The SoftBank-backed IPO-bound firm had its first net profitable year in FY24 when it reported a profit after tax (PAT) of Rs 99.6 crore (USD 12 million).

The company reported a profit after tax (PAT) of Rs 100 crore in the March quarter, sources said.

It reported adjusted EBITDA of Rs 888 crore (US$107 million) for the full fiscal year, up from Rs 274 crore (US$33 million) in FY20, the source said, citing a presentation shared at the townhall. More than.

Oravel Stays Ltd, operator of travel-tech company Oyo, will re-file initial public offering (IPO) documents with the Securities and Exchange Board of India (SEBI) following the refinancing of its US$450 million Term Loan B (TLB).Lower interest rates, reported last week.
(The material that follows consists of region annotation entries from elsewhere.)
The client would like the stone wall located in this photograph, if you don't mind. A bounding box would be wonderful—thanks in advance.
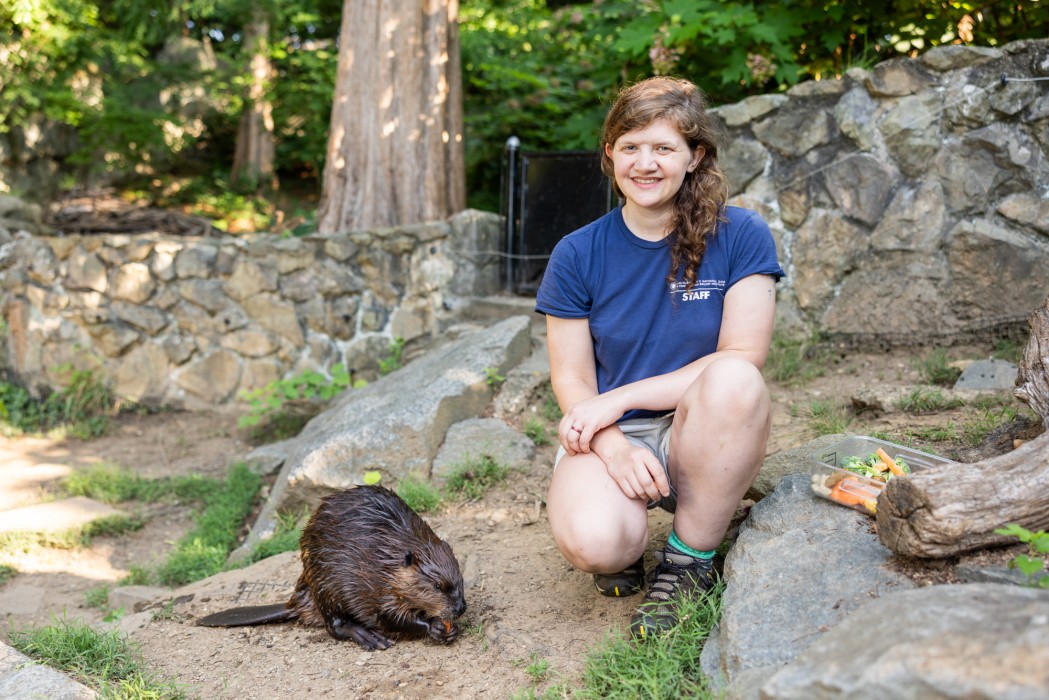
[0,211,502,408]
[0,40,1049,407]
[715,40,1049,344]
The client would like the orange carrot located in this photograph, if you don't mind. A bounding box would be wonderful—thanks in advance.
[876,447,906,476]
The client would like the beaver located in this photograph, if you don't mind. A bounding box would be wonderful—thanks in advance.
[197,486,466,651]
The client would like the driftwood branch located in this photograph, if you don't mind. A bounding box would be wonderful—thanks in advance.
[878,432,1049,558]
[878,297,1049,557]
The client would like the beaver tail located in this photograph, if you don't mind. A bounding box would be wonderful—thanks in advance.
[197,602,299,628]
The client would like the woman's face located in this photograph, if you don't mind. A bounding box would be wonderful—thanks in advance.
[604,120,704,221]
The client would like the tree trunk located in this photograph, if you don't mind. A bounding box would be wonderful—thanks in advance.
[878,297,1049,557]
[318,0,466,233]
[230,10,277,190]
[1013,297,1049,430]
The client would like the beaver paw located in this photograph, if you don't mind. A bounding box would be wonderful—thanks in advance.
[429,620,458,644]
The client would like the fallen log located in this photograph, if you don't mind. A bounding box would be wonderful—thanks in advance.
[877,297,1049,558]
[878,432,1049,558]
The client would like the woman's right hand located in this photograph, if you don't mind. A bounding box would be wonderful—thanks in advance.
[605,443,670,503]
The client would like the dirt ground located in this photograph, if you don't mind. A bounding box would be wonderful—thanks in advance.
[0,347,1030,700]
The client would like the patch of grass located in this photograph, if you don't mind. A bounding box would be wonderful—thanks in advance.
[157,464,262,586]
[807,399,853,436]
[897,386,965,413]
[84,586,110,610]
[10,618,187,700]
[539,382,564,423]
[915,347,962,386]
[447,454,510,501]
[240,507,309,567]
[393,474,444,513]
[116,566,156,586]
[0,564,18,586]
[62,462,216,504]
[764,335,823,386]
[379,336,404,375]
[0,364,119,440]
[525,416,551,445]
[572,584,724,700]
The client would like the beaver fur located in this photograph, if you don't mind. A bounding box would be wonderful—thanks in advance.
[197,486,466,651]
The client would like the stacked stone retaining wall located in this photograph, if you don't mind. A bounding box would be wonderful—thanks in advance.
[0,40,1049,407]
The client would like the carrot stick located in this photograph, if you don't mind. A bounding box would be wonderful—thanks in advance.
[875,447,906,476]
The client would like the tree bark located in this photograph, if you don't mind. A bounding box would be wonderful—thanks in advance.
[1013,297,1049,430]
[878,297,1049,557]
[230,9,277,190]
[318,0,466,233]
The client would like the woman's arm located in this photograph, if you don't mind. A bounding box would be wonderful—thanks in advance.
[547,316,670,501]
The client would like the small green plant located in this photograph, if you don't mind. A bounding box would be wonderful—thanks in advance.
[157,464,262,586]
[84,586,110,610]
[447,454,510,501]
[572,584,724,700]
[808,399,852,436]
[0,564,18,586]
[239,506,309,567]
[764,335,825,386]
[0,364,116,440]
[485,367,507,389]
[394,474,442,513]
[994,523,1049,589]
[990,338,1024,364]
[10,618,186,700]
[916,347,962,386]
[150,599,184,622]
[237,362,363,428]
[897,387,965,413]
[525,416,550,445]
[117,566,156,586]
[379,336,404,375]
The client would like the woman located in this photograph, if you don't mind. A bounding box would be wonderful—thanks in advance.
[536,78,784,638]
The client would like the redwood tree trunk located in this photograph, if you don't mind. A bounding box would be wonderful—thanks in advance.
[318,0,466,233]
[230,10,277,190]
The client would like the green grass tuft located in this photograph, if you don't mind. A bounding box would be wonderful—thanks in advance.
[447,454,510,501]
[10,618,186,700]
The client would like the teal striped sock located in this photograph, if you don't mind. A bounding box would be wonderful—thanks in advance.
[666,530,716,559]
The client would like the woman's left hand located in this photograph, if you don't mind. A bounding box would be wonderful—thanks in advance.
[557,396,623,454]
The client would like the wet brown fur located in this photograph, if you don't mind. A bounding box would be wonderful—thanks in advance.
[199,486,466,650]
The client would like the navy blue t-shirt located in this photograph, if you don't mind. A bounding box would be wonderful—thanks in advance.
[535,207,784,420]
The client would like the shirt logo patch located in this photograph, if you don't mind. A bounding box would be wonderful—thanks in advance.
[669,279,725,301]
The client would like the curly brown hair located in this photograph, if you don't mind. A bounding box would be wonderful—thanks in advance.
[601,76,728,290]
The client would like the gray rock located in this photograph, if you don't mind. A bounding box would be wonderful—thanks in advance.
[431,418,535,482]
[954,359,1019,390]
[702,470,913,697]
[761,584,1049,700]
[249,316,530,509]
[0,642,98,700]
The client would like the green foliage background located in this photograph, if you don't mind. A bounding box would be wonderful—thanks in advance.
[0,0,1049,210]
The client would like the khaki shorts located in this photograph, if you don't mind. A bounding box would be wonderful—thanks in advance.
[554,413,678,513]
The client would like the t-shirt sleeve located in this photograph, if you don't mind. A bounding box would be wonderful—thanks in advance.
[726,211,786,289]
[535,237,593,318]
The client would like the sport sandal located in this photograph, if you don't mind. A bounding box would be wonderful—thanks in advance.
[630,545,714,639]
[594,554,645,598]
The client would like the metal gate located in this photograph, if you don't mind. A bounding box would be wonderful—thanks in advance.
[500,136,615,294]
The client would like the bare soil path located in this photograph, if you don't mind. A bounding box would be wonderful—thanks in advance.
[0,348,1036,700]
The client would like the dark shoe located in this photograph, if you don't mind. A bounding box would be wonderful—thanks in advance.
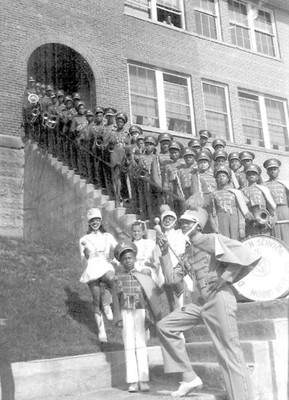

"OYO has also been approached by friendly investors and is looking to raise a small equity round at a valuation of US$3-4 billion, or Rs 38-45 per share, to further reduce its debt," Aggarwal told employees at the townhall. Can do."

In FY24, OYO added around 5,000 hotels and 6,000 homes globally.

The gross booking value (GBV) per month per store for hotels was Rs 3.3 lakh (USD 4,000).

The travel tech platform's gross margins improved to Rs 2,500 crore (US$302 million) in FY2014 from Rs 2,350 crore (US$283 million) in FY2013.Operating costs also improved, reducing from 19 per cent of GBV in FY2013 to 1 per cent of GBV in FY2014, sources said.

"This profitability was driven by improvement in operating performance, stable gross margins, cost efficiency and reduction in interest costs following partial prepayment of USD 195 million in debt through the buyback process in Q FY24," Agarwal said.

“For FY2025, we also expect to grow our revenues and GBV while continuing the profit growth trajectory,” he said.

OYO had recently completed a debt buyback of US$195 million (Rs 1,620 crore). The buyback process involved repurchase of 30 per cent of Term Loan B outstanding till June 2026.